Erneut zugenommen hat 2007 auch die Zahl der zulassungsfreien Betriebe mit Inhabern aus den EU-Beitrittsländern Estland, Lettland, Litauen, Malta, Polen, Slowakei, Slowenien, Tschechische Republik, Ungarn und Zypern. Am 31. Dezember 2007 waren in diesem Bereich insgesamt 609 Betriebe eingetragen (Vorjahr 425).
Kaum nennenswerte Zuwächse gab es hingegen im Bereich der zulassungspflichtigen Handwerke, also der Betriebe, für deren Gründung ein Meisterbrief oder eine vergleichbare Qualifikation verlangt wird. Im Jahr 2007 nahmen die Betriebszahlen in den 41 zulassungspflichtigen Handwerken nur um 85 zu, das entspricht einer Steigerung von 0,7 Prozent. Bei den handwerksähnlichen Gewerben gab es erneut - wie schon 2006 - einen Rückgang von 0,9 Prozent (= - 32 Betriebe).
Konjunkturbedingt konnte das Handwerk in den vergangenen 12 Monaten einen leichten Anstieg bei den Beschäftigtenzahlen verzeichnen (+ 0,6 %). Danach waren am 31.12.2007 im Handwerk des Kammerbezirks Hannover 105.700 Menschen beschäftigt. Das sind 660 mehr als Ende 2006.
Positive Entwicklungen gab es auch bei den Lehrverträgen. Die Gesamtzahl der Auszubildenden im Handwerkskammerbezirk Hannover betrug zum 31.12.2007 9.771 Lehrlinge. Erfreulich: Die Zahl der neu abgeschlossenen Verträge konnte im vergangenen Jahr deutlich gesteigert werden. 3.668 neue Lehrverhältnisse wurden bis zum 31. Dezember 2007 in die Lehrlingsrolle eingetragen. Das sind 245 bzw. 7,2 Prozent mehr als zum Vergleichsdatum 2006.

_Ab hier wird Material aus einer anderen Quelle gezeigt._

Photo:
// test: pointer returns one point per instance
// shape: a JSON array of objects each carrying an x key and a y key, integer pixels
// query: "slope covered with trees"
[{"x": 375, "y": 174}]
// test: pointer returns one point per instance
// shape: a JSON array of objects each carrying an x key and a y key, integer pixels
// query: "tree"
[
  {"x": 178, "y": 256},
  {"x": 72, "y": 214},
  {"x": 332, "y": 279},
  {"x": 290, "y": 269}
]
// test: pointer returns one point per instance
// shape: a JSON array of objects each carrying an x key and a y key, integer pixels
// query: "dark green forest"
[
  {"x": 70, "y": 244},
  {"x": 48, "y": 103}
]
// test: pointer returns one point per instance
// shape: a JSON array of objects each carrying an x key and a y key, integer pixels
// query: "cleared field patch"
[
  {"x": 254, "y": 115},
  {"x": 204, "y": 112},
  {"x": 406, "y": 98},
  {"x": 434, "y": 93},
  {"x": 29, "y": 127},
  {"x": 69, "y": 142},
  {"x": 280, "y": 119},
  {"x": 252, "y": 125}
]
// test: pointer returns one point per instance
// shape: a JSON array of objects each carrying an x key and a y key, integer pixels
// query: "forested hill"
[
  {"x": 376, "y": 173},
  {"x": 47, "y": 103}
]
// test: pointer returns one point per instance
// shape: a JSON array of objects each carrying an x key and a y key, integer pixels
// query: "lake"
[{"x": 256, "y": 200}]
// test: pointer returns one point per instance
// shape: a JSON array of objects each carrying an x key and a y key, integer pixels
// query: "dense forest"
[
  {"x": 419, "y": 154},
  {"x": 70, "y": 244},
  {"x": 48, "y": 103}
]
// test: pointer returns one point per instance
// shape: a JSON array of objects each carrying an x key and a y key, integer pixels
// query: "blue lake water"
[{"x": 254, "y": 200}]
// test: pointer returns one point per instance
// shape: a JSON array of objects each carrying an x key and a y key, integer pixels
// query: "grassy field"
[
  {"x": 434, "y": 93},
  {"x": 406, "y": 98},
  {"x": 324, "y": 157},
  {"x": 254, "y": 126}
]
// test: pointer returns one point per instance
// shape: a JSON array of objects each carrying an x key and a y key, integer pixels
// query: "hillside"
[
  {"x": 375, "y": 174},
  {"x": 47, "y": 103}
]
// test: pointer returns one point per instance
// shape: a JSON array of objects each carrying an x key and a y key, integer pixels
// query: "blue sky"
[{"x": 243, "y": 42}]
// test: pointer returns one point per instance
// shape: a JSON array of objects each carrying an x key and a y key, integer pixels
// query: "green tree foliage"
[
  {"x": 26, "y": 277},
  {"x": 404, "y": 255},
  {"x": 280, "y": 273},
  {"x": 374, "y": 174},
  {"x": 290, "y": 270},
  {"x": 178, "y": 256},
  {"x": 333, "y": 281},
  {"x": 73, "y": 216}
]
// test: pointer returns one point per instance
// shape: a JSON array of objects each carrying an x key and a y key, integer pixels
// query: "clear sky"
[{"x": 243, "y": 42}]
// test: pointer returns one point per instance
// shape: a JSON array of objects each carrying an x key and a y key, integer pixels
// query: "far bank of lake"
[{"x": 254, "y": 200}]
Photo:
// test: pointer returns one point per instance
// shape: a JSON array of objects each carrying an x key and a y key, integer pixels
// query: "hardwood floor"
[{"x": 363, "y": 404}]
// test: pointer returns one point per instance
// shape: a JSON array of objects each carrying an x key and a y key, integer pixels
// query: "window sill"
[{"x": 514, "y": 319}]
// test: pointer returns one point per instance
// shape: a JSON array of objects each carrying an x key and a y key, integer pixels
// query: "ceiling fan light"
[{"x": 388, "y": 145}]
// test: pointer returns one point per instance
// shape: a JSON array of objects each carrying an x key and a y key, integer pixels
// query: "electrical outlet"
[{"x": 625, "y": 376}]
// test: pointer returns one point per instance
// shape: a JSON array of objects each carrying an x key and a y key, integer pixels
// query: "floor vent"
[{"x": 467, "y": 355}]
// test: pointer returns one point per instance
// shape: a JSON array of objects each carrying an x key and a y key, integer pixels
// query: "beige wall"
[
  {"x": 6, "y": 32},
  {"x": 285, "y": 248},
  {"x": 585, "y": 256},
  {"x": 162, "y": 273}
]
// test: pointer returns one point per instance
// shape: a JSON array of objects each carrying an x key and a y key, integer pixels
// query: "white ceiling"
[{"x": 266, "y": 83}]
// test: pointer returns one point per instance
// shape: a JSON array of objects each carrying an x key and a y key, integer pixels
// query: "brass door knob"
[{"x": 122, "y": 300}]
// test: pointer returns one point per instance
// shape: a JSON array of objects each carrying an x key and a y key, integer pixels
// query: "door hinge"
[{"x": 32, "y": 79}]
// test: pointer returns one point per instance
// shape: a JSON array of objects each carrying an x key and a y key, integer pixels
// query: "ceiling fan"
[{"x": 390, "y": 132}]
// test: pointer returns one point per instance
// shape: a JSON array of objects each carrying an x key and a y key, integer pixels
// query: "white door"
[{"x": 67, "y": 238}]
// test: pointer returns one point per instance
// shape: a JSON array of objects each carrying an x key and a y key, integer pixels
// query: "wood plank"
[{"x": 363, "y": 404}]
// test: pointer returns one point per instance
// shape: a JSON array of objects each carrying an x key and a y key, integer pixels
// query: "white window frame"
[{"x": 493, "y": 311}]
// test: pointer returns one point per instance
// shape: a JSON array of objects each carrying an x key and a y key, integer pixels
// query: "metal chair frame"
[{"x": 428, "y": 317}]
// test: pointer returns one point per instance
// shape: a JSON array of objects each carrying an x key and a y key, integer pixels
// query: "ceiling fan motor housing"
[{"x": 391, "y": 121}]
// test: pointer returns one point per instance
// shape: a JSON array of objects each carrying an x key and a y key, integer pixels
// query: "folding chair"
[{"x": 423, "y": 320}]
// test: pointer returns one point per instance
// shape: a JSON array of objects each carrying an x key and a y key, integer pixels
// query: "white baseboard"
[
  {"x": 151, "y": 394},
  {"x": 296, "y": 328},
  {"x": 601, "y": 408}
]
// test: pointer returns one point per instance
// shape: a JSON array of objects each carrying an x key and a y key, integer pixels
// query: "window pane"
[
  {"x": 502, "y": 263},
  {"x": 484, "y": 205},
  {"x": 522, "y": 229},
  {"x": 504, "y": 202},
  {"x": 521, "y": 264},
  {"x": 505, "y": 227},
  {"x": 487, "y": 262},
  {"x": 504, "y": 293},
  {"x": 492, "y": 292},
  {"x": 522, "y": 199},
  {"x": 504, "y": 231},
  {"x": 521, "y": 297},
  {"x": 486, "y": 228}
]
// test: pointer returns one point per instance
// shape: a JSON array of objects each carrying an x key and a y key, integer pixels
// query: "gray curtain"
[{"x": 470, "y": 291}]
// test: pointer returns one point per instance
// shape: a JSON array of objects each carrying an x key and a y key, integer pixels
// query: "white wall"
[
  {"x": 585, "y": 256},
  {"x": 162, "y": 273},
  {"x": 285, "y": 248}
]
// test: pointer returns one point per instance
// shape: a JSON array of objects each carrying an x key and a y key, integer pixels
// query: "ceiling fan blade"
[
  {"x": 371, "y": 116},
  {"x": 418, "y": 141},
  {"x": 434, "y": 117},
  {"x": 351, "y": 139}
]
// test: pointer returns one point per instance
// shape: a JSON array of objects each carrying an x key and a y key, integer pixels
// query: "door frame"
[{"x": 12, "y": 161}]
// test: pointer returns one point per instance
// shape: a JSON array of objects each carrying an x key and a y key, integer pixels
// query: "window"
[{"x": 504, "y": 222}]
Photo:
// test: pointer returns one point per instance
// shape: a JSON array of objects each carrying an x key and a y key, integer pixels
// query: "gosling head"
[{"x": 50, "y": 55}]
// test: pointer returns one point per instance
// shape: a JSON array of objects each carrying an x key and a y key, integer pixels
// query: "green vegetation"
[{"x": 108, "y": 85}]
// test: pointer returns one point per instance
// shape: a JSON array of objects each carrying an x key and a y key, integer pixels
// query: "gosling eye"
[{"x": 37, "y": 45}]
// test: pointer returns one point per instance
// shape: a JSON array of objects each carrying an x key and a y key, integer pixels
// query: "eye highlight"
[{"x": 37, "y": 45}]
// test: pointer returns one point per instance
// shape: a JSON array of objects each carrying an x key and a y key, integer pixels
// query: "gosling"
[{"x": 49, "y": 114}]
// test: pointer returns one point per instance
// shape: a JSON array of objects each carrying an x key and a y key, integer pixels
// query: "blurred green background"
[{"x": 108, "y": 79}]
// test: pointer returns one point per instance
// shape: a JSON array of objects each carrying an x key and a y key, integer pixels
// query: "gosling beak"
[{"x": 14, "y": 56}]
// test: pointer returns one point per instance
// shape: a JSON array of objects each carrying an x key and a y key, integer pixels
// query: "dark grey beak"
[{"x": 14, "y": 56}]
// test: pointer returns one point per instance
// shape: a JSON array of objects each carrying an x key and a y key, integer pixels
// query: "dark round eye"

"Leider hat sich der kräftige Aufwärtstrend, den wir im Jahr 2006 verspürt haben, im vergangenen Jahr nicht fortgesetzt," erklärt Jans-Paul Ernsting, Hauptgeschäftsführer der Handwerkskammer Hannover. "Die zu Jahresbeginn ausgegebenen optimistischen Wachstumszahlen mussten Schritt für Schritt nach unten korrigiert werden. Die Konjunktur in den Branchen verlief sehr unterschiedlich. Schlüsselbranchen wie Bau und Ausbau sowie das Kfz-Gewerbe haben uns Sorgen bereitet, während die Zulieferer gute Umsätze erzielten." Auch der private Konsum wirke nach wie vor als Wachstumsbremse. Daher sei, so Ernsting, das Handwerk im Kammerbezirk Hannover auch nur verhalten optimistisch, was das Jahr 2008 angehe.